Stochastic Gradient Descent (SGD) with PyTorch and Fast.ai

In previous posts we implemented Gradient Descent in Ruby to approximate a quadratic function, extended it to any function with the help of PyTorch tensors and gradients calculation and made a simple digit classifier.

In this post we’ll build on top of those posts and introduce Stochastic Gradient Descent while leveraging further PyTorch and Fast.ai libraries to simplify the code we’ve been using so far.

Stochastic Gradient Descent

According to the Cambridge Dictionary definition, a stochastic process or system is connected with random probability. Why would we add randomness in the Gradient Descent we’ve seen so far? It’s all about making the process faster, specially for large datasets.

As a reminder, in previous posts we generated a x and y pair and ran all our inputs x through our neural network to get some predictions preds which we would later compare to our expected outputs y.

preds = model(x)

In our last post model was a linear function at first:

def linear1(x): return x@weights + bias

which we later switched to a neural network to improve our predictions:

def simple_neural_net(x): 
    res = x@w1 + b1
    res = res.sigmoid()
    res = res@w2 + b2
    return res

We can see that the amount of parameters (weights and biases) and activation functions (sigmoid in this sample) vary depending on what model function we are using in our error optimisation through Gradient Descent. As we increase the hidden layers of a neural network we increase the number of gradients we need to calculate for each input. Additionaly we can increase the dimensions of our input (1 for a quadratic function, 784 for a simple 28x28 grayscale png image).
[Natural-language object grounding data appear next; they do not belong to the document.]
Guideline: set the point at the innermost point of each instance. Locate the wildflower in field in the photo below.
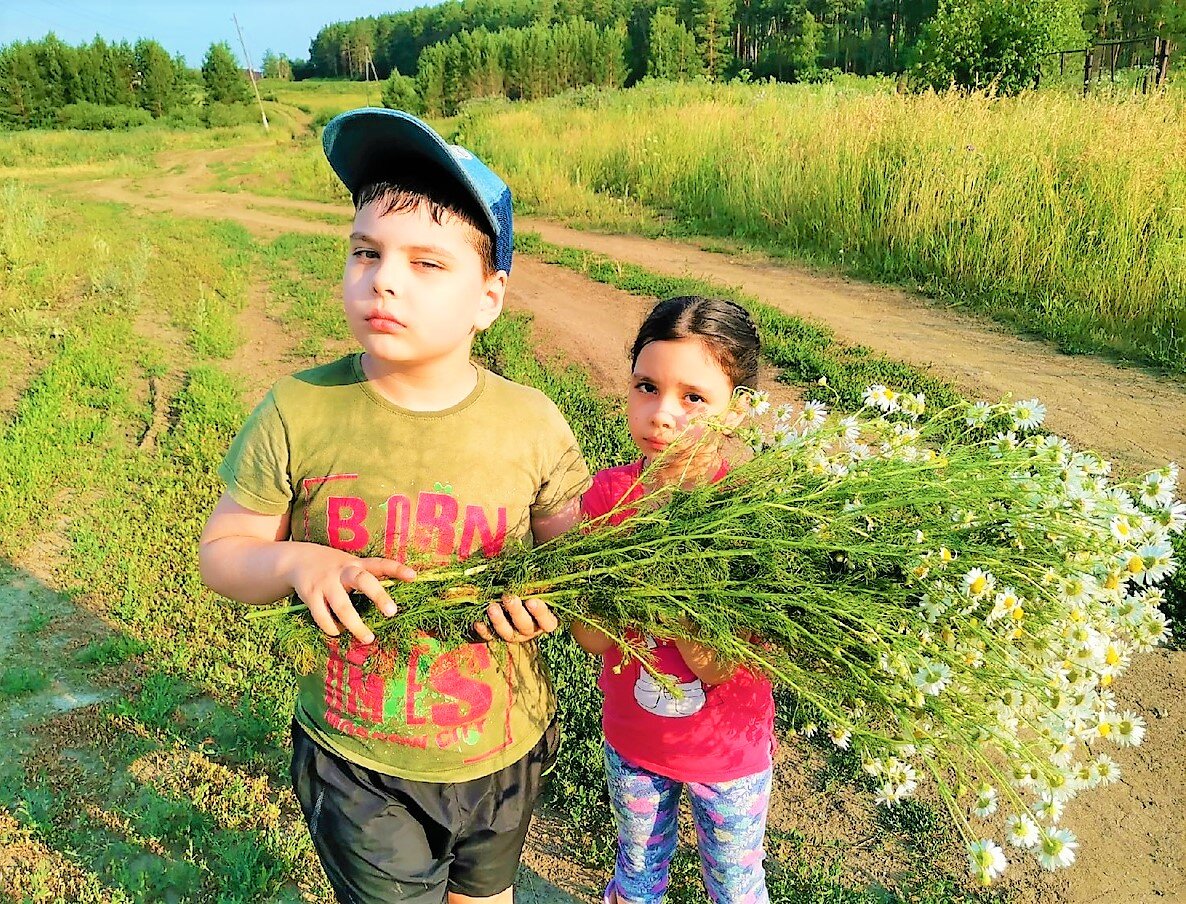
(932, 678)
(1021, 831)
(1056, 848)
(979, 414)
(1028, 414)
(880, 398)
(986, 801)
(977, 583)
(1129, 730)
(986, 860)
(840, 736)
(756, 402)
(1000, 674)
(813, 417)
The simple digit classifier sample (which uses ~12k samples for its training) with no GPU acceleration already takes 13.8 seconds to train in my MacBook Pro. With such a small sample my CPU is already struggling!

That’s where Stochastic Gradient Descent kicks in: it uses randomised chunks of our x and y input dataset pairs to calculate the gradient on the loss and adjusts our parameters before seeing our whole dataset. E.g. if we split our dataset into 100 chunks, Stochastic Gradient Descent will update the parameters 100 times before it did a full run on our data. That implies that once we did a full epoch (we ran through all data) we already updated our weights and biases 100 times as opposed to only just once while still converging due to the law of large numbers.

Implementation

We can use the PyTorch Dataloders and Datasets to get an iterator of our x and y tensors.
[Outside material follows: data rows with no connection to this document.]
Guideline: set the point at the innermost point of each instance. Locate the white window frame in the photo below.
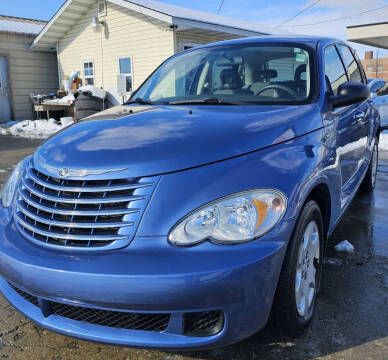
(127, 74)
(87, 77)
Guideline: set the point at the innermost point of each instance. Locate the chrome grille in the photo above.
(81, 214)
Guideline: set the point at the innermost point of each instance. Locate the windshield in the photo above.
(233, 74)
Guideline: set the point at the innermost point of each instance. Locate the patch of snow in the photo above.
(383, 144)
(344, 246)
(32, 129)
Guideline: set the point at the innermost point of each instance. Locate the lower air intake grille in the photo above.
(205, 323)
(30, 298)
(114, 319)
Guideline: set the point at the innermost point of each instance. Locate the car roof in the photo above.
(310, 40)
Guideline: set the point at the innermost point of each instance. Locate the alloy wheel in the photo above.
(306, 270)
A Dataset is just a list of key-value pairs (in its simplest form, there is also a Dataset class for more structured and efficient data handling):

x = [1, 2, 3, 4]
y = [1, 0, 1, 1]
dset = list(zip(x,y))
dset
# [(1, 1), (2, 0), (3, 1), (4, 1)]

And a Dataloader gives us an iterator that can go through all data shuffling it randomly in batches of fixed size:

dl = DataLoader(dset, batch_size=2, shuffle=True)
list(dl)
#[
#  (tensor([3, 1]), tensor([1, 1])), # random batch 1
#  (tensor([4, 2]), tensor([1, 0]))  # random batch 2
#]

With that, we are ready to go from running through the whole dataset each epoch:

preds = model(x)
loss = loss_fx(preds, y)
loss.backward()
with torch.no_grad(): parameters -= parameters.grad * lr
parameters.grad.zero_()

To doing it in batches, hence adjusting our parameters data_length / batches times before we do a full epoch:

ds = list(zip(x, y))
dl = DataLoader(ds, batch_size=256, shuffle=True)
for xb, yb in dl
  preds = model(xb)
  loss = loss_fx(preds, yb)
  loss.backward()
  with torch.no_grad(): parameters -= parameters.grad * lr
  parameters.grad.zero_()

Only applying this change I was able to re-run the digit classifier sample and reduced the runtime from 14 to 4 seconds! A side-effect of running multiple adjustments per epoch is that we will need less epochs to optimise our parameters enough so that we get a good accuracy. In this sample I was able to achieve the same accuracy result (94%) with 2 epochs and a 256 batch size as I did with 100 epochs and no batching at all (with a fixed learning rate).

PyTorch and Fast.ai constructs

There are plenty of modules that PyTorch and fast.ai provide to ease the process we’ve described in the last posts.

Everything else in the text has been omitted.